Лежащий на полу мужчина застонал, и доктор принялся массировать его с удвоенной энергией. Морри, подошедший было к люку, вернулся назад.
— Давай отправляйся, — велел ему Каргрейвз. — Мы с Россом управимся сами. Мужчина пошевелился и закряхтел. Каргрейвз перевернул его. Веки задрожали, открылись ярко-голубые глаза. Нацист уставился на Каргрейвза.
— Как поживаете, сэр? — спросил он, словно актер, изображающий истинного англичанина. — Можно мне встать?
Доктор отодвинулся и позволил ему подняться, но помогать не стал.
Мужчина осмотрелся. Росс стоял молча, направив на него ствол винтовки.
— Уберите оружие, — попросил пленник. Росс посмотрел на доктора, но винтовку не опустил. Мужчина повернулся к Каргрейвзу.
— С кем имею честь? — спросил он. — Вы капитан Каргрейвз с корабля «Галилей»?
— Точно. А вы кто такой?
— Гельмут фон Гартвик, подполковник особого подразделения, — звание у него прозвучало как «поковник».
— Ну что ж, Гельмут, надеюсь, вы нам кое-что объясните. Что здесь происходит?
Подполковник самоуверенно рассмеялся.
— Ну, старина, мне слишком многое пришлось бы рассказать, не так ли?
Похоже, вы сумели улизнуть от нас, и теперь преимущество на вашей стороне. Я готов это признать.
— Еще бы! Но я спрашиваю вас не о том, — Каргрейвз задумался. Стоявший перед ним нацист каким-то образом сумел обвести его вокруг пальца: он вовсе не выглядел человеком, только что очнувшимся от обморока. Скорее всего, он притворялся. Если так, то долго ли?

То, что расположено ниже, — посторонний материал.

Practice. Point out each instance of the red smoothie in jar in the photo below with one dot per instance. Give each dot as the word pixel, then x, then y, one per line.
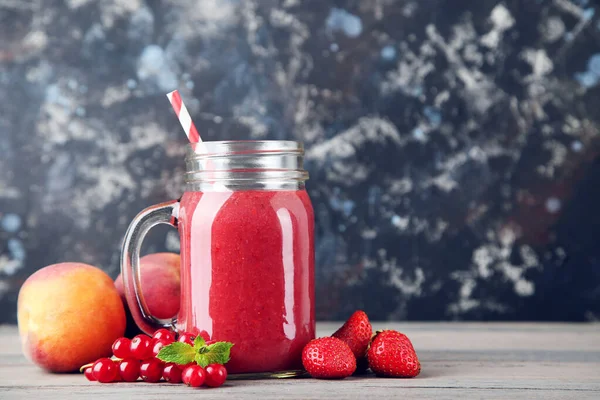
pixel 247 274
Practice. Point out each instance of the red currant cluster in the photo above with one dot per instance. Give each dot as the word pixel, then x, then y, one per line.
pixel 136 358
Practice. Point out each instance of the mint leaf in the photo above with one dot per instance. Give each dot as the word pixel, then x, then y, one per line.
pixel 177 352
pixel 218 353
pixel 199 342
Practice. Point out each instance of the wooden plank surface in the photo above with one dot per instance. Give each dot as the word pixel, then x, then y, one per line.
pixel 460 360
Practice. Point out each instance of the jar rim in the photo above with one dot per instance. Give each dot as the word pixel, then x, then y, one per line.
pixel 228 147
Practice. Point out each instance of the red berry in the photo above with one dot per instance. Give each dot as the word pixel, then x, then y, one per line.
pixel 164 335
pixel 172 373
pixel 204 335
pixel 392 354
pixel 129 369
pixel 187 372
pixel 186 337
pixel 328 358
pixel 89 374
pixel 141 347
pixel 151 370
pixel 157 345
pixel 216 374
pixel 104 370
pixel 195 376
pixel 121 347
pixel 356 333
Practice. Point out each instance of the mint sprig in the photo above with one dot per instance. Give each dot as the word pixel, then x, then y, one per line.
pixel 200 352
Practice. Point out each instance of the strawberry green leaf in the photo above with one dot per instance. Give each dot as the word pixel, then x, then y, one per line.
pixel 177 352
pixel 199 342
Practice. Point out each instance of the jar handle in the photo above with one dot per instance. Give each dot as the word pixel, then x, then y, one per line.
pixel 164 213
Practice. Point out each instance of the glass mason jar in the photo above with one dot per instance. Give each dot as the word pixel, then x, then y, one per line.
pixel 246 226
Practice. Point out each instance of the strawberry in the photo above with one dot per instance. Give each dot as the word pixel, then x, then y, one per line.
pixel 392 354
pixel 356 333
pixel 328 358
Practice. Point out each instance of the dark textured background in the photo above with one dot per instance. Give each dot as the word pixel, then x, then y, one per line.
pixel 452 145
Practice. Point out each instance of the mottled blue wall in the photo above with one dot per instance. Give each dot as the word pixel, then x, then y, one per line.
pixel 452 145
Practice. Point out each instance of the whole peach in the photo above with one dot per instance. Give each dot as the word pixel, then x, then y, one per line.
pixel 69 314
pixel 160 283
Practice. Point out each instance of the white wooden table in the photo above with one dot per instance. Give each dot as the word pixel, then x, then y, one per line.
pixel 459 361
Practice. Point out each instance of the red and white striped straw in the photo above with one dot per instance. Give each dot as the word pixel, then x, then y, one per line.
pixel 191 132
pixel 184 117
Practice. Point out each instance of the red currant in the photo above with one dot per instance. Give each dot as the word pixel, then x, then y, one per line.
pixel 121 347
pixel 164 335
pixel 141 347
pixel 172 373
pixel 151 370
pixel 129 369
pixel 104 370
pixel 186 337
pixel 157 345
pixel 186 373
pixel 89 374
pixel 204 335
pixel 216 374
pixel 196 375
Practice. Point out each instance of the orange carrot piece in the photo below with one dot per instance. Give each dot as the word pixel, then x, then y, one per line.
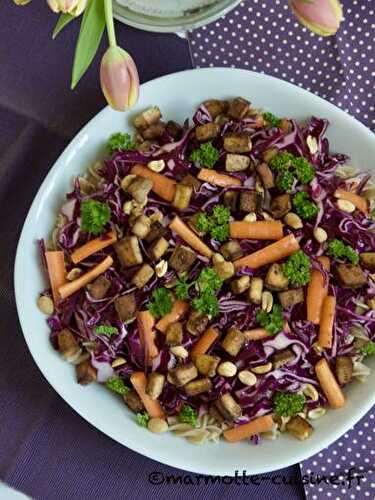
pixel 56 272
pixel 256 334
pixel 327 318
pixel 259 230
pixel 204 342
pixel 244 431
pixel 329 385
pixel 271 253
pixel 358 201
pixel 179 227
pixel 213 177
pixel 179 309
pixel 139 382
pixel 162 186
pixel 73 286
pixel 93 246
pixel 146 325
pixel 316 292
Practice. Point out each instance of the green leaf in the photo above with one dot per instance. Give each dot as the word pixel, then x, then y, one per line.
pixel 63 21
pixel 90 35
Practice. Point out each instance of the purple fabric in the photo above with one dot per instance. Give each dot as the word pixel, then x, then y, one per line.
pixel 46 449
pixel 263 36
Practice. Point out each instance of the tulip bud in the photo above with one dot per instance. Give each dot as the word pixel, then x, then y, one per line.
pixel 72 7
pixel 323 17
pixel 119 79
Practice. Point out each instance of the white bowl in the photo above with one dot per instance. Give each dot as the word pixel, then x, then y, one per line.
pixel 178 95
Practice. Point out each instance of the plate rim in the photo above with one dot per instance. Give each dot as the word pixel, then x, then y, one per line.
pixel 136 447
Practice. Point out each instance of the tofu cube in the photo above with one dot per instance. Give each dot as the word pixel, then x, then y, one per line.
pixel 233 341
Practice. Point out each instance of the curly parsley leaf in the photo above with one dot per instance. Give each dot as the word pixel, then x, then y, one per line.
pixel 161 302
pixel 297 268
pixel 206 155
pixel 94 216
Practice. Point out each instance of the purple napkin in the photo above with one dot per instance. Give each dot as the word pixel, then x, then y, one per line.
pixel 263 36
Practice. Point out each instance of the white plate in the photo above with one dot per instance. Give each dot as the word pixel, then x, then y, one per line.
pixel 178 95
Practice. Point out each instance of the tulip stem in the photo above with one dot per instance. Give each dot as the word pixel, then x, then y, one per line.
pixel 109 23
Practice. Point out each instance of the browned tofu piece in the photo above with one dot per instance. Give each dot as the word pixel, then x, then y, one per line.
pixel 368 260
pixel 182 259
pixel 173 129
pixel 228 407
pixel 249 201
pixel 126 307
pixel 344 369
pixel 198 386
pixel 291 297
pixel 282 358
pixel 174 334
pixel 231 200
pixel 142 276
pixel 216 107
pixel 240 285
pixel 206 132
pixel 148 117
pixel 237 142
pixel 275 279
pixel 158 248
pixel 128 251
pixel 157 230
pixel 231 250
pixel 236 163
pixel 139 188
pixel 299 428
pixel 155 384
pixel 280 206
pixel 99 287
pixel 154 131
pixel 183 374
pixel 193 182
pixel 238 108
pixel 196 323
pixel 133 401
pixel 67 344
pixel 266 175
pixel 85 373
pixel 350 276
pixel 233 341
pixel 207 364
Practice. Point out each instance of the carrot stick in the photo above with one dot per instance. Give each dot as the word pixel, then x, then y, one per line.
pixel 179 227
pixel 162 186
pixel 244 431
pixel 146 325
pixel 93 246
pixel 205 342
pixel 327 317
pixel 256 334
pixel 259 230
pixel 139 382
pixel 213 177
pixel 56 272
pixel 329 385
pixel 358 201
pixel 179 309
pixel 73 286
pixel 316 292
pixel 271 253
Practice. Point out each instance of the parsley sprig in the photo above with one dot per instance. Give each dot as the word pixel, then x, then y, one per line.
pixel 206 155
pixel 217 224
pixel 94 216
pixel 339 250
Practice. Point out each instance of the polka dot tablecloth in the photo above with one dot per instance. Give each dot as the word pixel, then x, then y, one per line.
pixel 263 35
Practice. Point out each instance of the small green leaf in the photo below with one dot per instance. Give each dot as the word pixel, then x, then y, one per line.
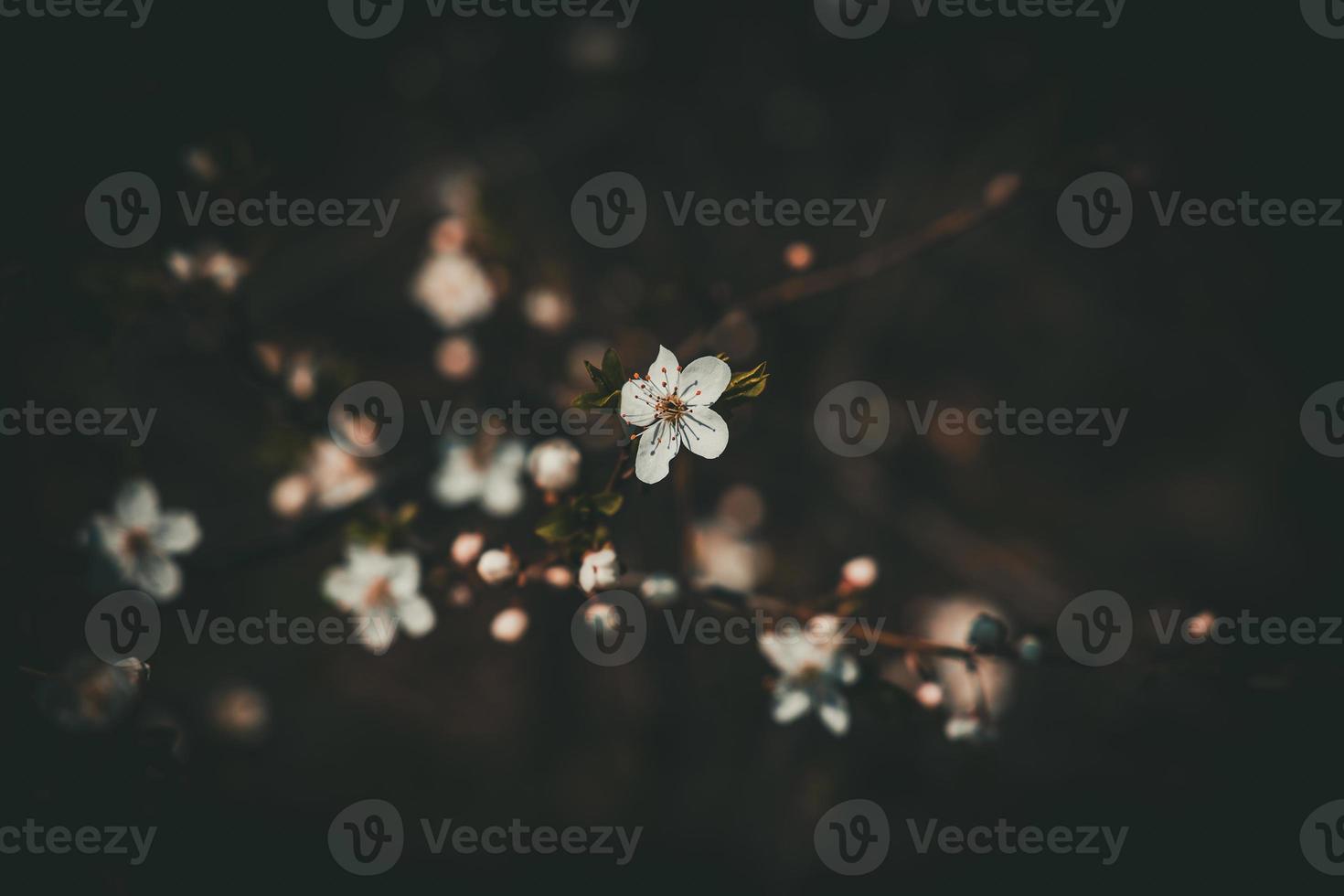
pixel 608 503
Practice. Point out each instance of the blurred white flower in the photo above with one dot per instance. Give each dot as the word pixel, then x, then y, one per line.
pixel 660 587
pixel 331 478
pixel 674 404
pixel 466 547
pixel 554 465
pixel 454 291
pixel 598 570
pixel 495 481
pixel 548 309
pixel 859 572
pixel 725 559
pixel 383 592
pixel 509 624
pixel 496 566
pixel 140 538
pixel 812 670
pixel 456 357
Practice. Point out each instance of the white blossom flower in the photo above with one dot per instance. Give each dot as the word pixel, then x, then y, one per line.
pixel 495 483
pixel 509 624
pixel 383 590
pixel 496 566
pixel 812 672
pixel 454 291
pixel 554 465
pixel 140 538
pixel 598 570
pixel 674 404
pixel 660 587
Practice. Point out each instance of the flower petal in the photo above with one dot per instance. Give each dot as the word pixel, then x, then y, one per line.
pixel 835 713
pixel 789 704
pixel 176 532
pixel 666 371
pixel 655 452
pixel 705 432
pixel 417 617
pixel 137 504
pixel 703 380
pixel 156 575
pixel 637 400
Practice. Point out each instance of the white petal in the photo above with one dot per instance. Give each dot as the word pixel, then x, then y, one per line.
pixel 137 504
pixel 835 713
pixel 789 704
pixel 176 532
pixel 705 432
pixel 637 400
pixel 345 589
pixel 655 452
pixel 666 371
pixel 703 380
pixel 783 653
pixel 415 615
pixel 459 480
pixel 403 575
pixel 156 575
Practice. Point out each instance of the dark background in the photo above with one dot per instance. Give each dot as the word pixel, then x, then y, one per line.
pixel 1211 498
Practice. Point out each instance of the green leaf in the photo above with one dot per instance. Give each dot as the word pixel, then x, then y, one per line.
pixel 745 386
pixel 608 503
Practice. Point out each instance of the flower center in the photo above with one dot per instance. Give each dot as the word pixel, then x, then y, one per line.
pixel 671 409
pixel 136 541
pixel 379 594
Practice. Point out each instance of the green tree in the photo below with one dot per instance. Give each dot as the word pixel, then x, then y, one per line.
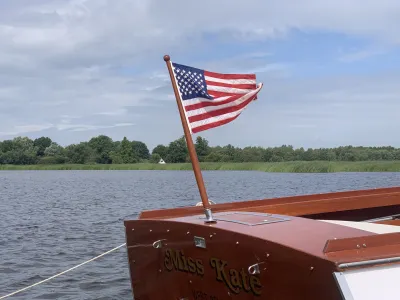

Ладно, не в этом дело, решил доктор. В конце концов, он у нас в плену.
— Зачем вы приказали разбомбить наш корабль?
— Я? Слушайте, старина, почему вы решили, что приказ отдавал я?
— Потому что я узнаю ваш идиотский акцент, который мы слышали по радио. Тогда вы назвались капитаном Джеймсом Брауном. Сомневаюсь, что среди ваших гангстеров найдется хотя бы еще один псевдоангличанин.
Фон Гартвик приподнял брови.
— Гангстер — грубое слово, приятель. Вряд ли оно свидетельствует о приличных манерах. В одном вы не ошиблись: из всех моих коллег только я имел сомнительное удовольствие посещать хорошую английскую школу. И попрошу вас не называть мое произношение «идиотским». Даже если я и назвался капитаном Брауном, отсюда не следует, что именно я распорядился бомбить ваш корабль. Поступил приказ вышестоящего командира, вызванный военной необходимостью. Персонально я за него не отвечаю.
— Вы дважды солгали. Не думаю, что вы посещали английскую школу: похоже, вы усвоили произношение, слушая английские пластинки и радиопередачи. И ваш вышестоящий командир не отдавал приказа бомбить нас, так как он даже не знал. что мы здесь находимся. Решение было принято вами — сразу же после того, как только вы обнаружили нас и засекли наше местоположение.
Нацист развел руками, разыгрывая обиду.
— Вы, американцы, слишком поспешны в выводах. Неужели вы думаете, что можно было за десять минут заправить ракету, снарядить ее бомбами и собрать экипаж? Моей задачей было лишь выяснить, где вы находитесь.
— Так вы знали о нас?
— Естественно. Если бы неопытный оператор не упустил вас во время посадки с экрана радара, мы бы встретили вас гораздо раньше. Неужели вы думаете, что мы построили военную базу, не позаботившись о защите? Все продумано, мы готовы ко всему. Именно поэтому мы и победим. Каргрейвз позволил себе улыбнуться.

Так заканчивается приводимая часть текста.